LE PHENOMENE METEOROLOGIQUE :

Le contexte météorologique remarquable par sa durée et par les cumuls pluviométriques exceptionnels constituent bien souvent des records depuis le début des relevés sur ces régions. Entre octobre 2000 et mars 2001 : au niveau régional, il est tombé pratiquement la valeur d´une année de précipitations au cours de ces 6 mois. En mars, dans la Somme, département particulièrement éprouvé par les inondations, il a plu trois fois plus que la normale. En outre, cette période sait suite à un été 2000 déjà particulièrement pluvieux.
A Abbeville, 169 mm sont tombés en 1 mois, alors que la moyenne est de 55 mm.

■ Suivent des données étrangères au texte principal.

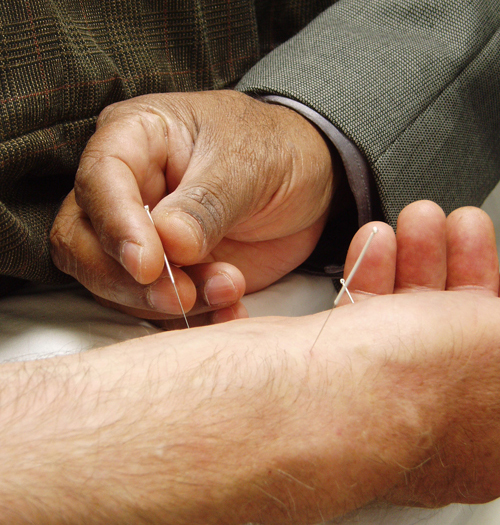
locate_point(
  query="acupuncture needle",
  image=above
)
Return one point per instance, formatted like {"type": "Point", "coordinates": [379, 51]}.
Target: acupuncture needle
{"type": "Point", "coordinates": [167, 264]}
{"type": "Point", "coordinates": [346, 283]}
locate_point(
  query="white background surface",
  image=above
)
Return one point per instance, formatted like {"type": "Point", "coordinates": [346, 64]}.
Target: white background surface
{"type": "Point", "coordinates": [45, 322]}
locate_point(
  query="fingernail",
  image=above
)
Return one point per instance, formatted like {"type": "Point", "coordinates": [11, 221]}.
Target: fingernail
{"type": "Point", "coordinates": [220, 289]}
{"type": "Point", "coordinates": [131, 258]}
{"type": "Point", "coordinates": [160, 299]}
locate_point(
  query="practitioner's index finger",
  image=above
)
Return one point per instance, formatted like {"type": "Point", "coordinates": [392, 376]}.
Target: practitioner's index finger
{"type": "Point", "coordinates": [472, 254]}
{"type": "Point", "coordinates": [110, 187]}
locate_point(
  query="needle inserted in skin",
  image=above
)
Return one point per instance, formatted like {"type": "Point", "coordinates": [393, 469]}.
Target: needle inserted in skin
{"type": "Point", "coordinates": [167, 264]}
{"type": "Point", "coordinates": [346, 283]}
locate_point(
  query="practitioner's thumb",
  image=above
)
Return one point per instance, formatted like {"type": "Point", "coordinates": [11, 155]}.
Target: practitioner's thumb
{"type": "Point", "coordinates": [193, 219]}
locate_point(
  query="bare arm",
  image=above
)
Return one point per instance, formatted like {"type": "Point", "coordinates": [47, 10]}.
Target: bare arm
{"type": "Point", "coordinates": [245, 422]}
{"type": "Point", "coordinates": [277, 420]}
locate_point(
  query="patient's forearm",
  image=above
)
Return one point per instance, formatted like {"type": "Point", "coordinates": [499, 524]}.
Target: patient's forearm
{"type": "Point", "coordinates": [248, 421]}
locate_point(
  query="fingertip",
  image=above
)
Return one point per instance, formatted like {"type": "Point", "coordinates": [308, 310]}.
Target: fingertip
{"type": "Point", "coordinates": [145, 266]}
{"type": "Point", "coordinates": [472, 252]}
{"type": "Point", "coordinates": [421, 248]}
{"type": "Point", "coordinates": [376, 273]}
{"type": "Point", "coordinates": [182, 237]}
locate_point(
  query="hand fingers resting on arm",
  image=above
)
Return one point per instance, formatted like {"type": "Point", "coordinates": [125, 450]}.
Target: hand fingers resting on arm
{"type": "Point", "coordinates": [209, 165]}
{"type": "Point", "coordinates": [77, 251]}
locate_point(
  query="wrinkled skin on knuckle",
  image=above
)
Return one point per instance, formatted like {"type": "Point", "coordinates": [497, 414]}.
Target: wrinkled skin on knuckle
{"type": "Point", "coordinates": [217, 209]}
{"type": "Point", "coordinates": [61, 242]}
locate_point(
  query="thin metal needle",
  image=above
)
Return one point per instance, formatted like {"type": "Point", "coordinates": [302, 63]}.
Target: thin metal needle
{"type": "Point", "coordinates": [355, 267]}
{"type": "Point", "coordinates": [167, 264]}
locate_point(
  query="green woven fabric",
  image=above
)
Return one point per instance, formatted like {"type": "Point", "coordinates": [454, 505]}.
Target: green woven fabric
{"type": "Point", "coordinates": [415, 85]}
{"type": "Point", "coordinates": [63, 61]}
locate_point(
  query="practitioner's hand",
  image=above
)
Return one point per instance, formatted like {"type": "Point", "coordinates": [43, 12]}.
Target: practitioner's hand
{"type": "Point", "coordinates": [431, 253]}
{"type": "Point", "coordinates": [239, 189]}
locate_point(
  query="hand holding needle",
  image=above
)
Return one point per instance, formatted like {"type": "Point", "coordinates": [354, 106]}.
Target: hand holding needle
{"type": "Point", "coordinates": [167, 264]}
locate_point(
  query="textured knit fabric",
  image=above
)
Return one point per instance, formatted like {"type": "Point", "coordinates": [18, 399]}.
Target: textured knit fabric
{"type": "Point", "coordinates": [63, 61]}
{"type": "Point", "coordinates": [415, 85]}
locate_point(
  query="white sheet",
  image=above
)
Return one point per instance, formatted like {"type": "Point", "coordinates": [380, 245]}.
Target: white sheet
{"type": "Point", "coordinates": [43, 322]}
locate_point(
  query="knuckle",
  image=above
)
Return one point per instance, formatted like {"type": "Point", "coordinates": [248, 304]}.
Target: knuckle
{"type": "Point", "coordinates": [61, 243]}
{"type": "Point", "coordinates": [214, 204]}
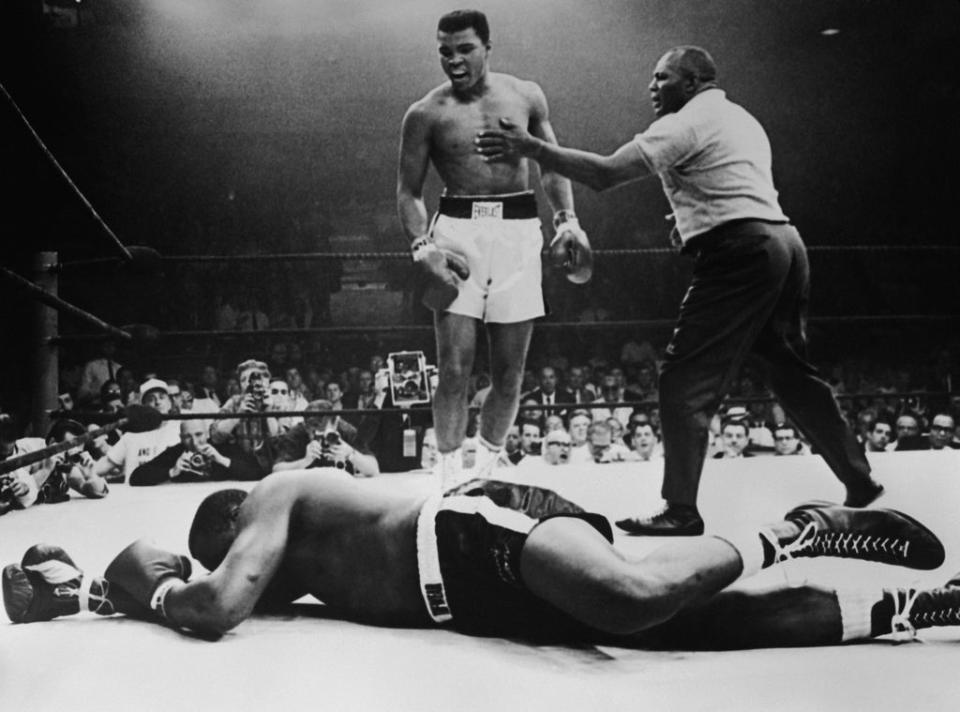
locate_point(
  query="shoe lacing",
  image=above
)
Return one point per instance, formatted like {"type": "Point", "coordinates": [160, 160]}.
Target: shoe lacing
{"type": "Point", "coordinates": [901, 626]}
{"type": "Point", "coordinates": [785, 554]}
{"type": "Point", "coordinates": [942, 608]}
{"type": "Point", "coordinates": [847, 545]}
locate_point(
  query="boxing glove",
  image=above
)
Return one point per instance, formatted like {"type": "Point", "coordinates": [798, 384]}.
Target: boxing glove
{"type": "Point", "coordinates": [146, 573]}
{"type": "Point", "coordinates": [47, 584]}
{"type": "Point", "coordinates": [570, 248]}
{"type": "Point", "coordinates": [443, 270]}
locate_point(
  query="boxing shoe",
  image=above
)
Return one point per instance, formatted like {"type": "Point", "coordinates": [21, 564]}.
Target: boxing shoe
{"type": "Point", "coordinates": [863, 496]}
{"type": "Point", "coordinates": [925, 609]}
{"type": "Point", "coordinates": [673, 520]}
{"type": "Point", "coordinates": [881, 535]}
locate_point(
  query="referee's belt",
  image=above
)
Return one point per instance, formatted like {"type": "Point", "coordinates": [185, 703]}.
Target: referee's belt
{"type": "Point", "coordinates": [515, 206]}
{"type": "Point", "coordinates": [717, 237]}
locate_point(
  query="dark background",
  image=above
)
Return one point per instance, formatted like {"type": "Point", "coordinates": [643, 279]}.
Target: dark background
{"type": "Point", "coordinates": [234, 126]}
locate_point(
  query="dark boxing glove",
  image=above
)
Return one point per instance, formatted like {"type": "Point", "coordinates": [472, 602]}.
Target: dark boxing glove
{"type": "Point", "coordinates": [444, 271]}
{"type": "Point", "coordinates": [146, 573]}
{"type": "Point", "coordinates": [570, 248]}
{"type": "Point", "coordinates": [47, 584]}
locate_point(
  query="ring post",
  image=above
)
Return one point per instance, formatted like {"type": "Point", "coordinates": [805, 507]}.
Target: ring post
{"type": "Point", "coordinates": [47, 369]}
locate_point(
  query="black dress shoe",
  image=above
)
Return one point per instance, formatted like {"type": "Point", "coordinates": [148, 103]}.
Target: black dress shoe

Les 8 premiers jours d´avril ont enregistré plus de pluie que la normale du mois entier. 
Le contexte météorologique est caractéristique d’un hiver doux et très perturbé, marqué par le défilé ininterrompu des fronts pluvieux provenant de l’Atlantique, circulant vers la Scandinavie, et balayant alors la moitié nord de la France dans un flux océanique doux et humide de secteur sud-ouest dominant. Les températures et les précipitations restent supérieures aux moyennes de 1999 à 2001. 
Cette configuration, qualifiée de « zonale » par les météorologues, perdure d’ailleurs depuis l’année 2000, avec un été maussade, de fréquentes pluies et des orages, dans un contexte très doux.
Des mois de pluies quasi ininterrompues ont saturé les nappes phréatiques, provoquant une résurgence massive des eaux du sous-sol.


LES CONSEQUENCES HYDROLOGIQUES :

Les crues de l’hiver et du printemps 2001 survenues principalement en Picardie et sur bassin parisien sont une conséquence de plusieurs mois de précipitations exceptionnelles. Mais, l’événement en lui-même est plutôt d’ordre hydrologique. Cet événement est lourd de conséquence mais riche en enseignement, ayant mis en évidence un phénomène peu connu en France : les crues de nappes. 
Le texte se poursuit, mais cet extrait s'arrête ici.